Sporing prevention is one of the most important aspects of playing a sport. Spring is finally here and (hopefully) the weather will be a little more forgiving for those who like to, or want to, exercise outdoors.  You might be trying to tone up a little for the summer, wanting to get out more with the family, or just trying to add a little more exercise into your lifestyle, but the last thing anyone needs is a reason to stop! Let’s talk briefly about one of those – pain.

When it comes to exercise, and especially new activities or increased loads of exercise, there are two type of pain to consider (broadly speaking).  The first is something we’ve all experienced to one degree or another – delayed onset muscle soreness or DOMS.  If you’re loading muscles that haven’t been used in a while, or adding in much heavier or more intense loads than usual, a little pain is expected.  DOMS usually comes on the next day, hence the ‘delayed’ and will last a couple of days. It usually affects muscles broadly, not just in one small specific spot, and gradually improves with some rest, treatment, and keeping exercise loads to a more manageable level.
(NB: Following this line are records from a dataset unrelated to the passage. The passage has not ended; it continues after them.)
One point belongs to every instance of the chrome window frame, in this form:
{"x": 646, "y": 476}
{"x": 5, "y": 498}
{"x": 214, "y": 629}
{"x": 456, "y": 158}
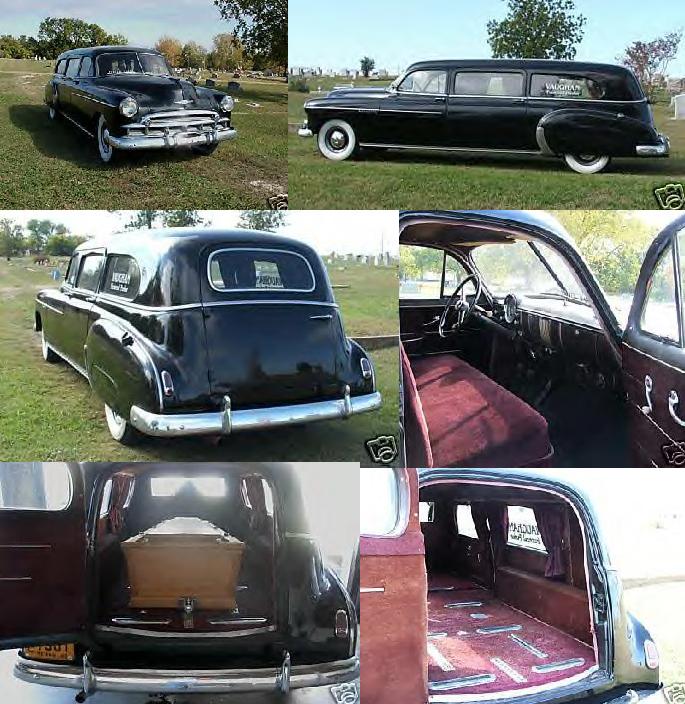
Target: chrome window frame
{"x": 259, "y": 290}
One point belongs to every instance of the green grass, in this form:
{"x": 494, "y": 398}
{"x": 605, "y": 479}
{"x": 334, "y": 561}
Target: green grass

The other type of pain I’ll mention is injury pain.  This occurs due to a physical injury to one muscle or joint, or part of one muscle of joint.  It’s usually felt immediately and can be very specific and intense, and the recovery can vary significantly depending on severity.  It’s this kind of pain that usually stops people from exercising.  If severe enough, it can stop people working or even just putting on their shoes and socks.  This injury pain is certainly treatable, but best avoided.  Prevention is key.

The common sense things we all know but often forget are still of huge importance here. If you’re making changes to your exercise routine, make sure you’re sleeping well, eating healthily, and drinking enough water.  Make changes gradually, and aim for long-term change, not crash transformations.

To better understand your body, it’s muscles, joints and more, visit a Chiropractor and find out where and how you can improve.  Get a massage to aid in muscle condition and recovery.  Talk to a dietitian to best plan and monitor changes in your diet.

A little bit of prevention might save you a lot of pain (and time and money) down the road.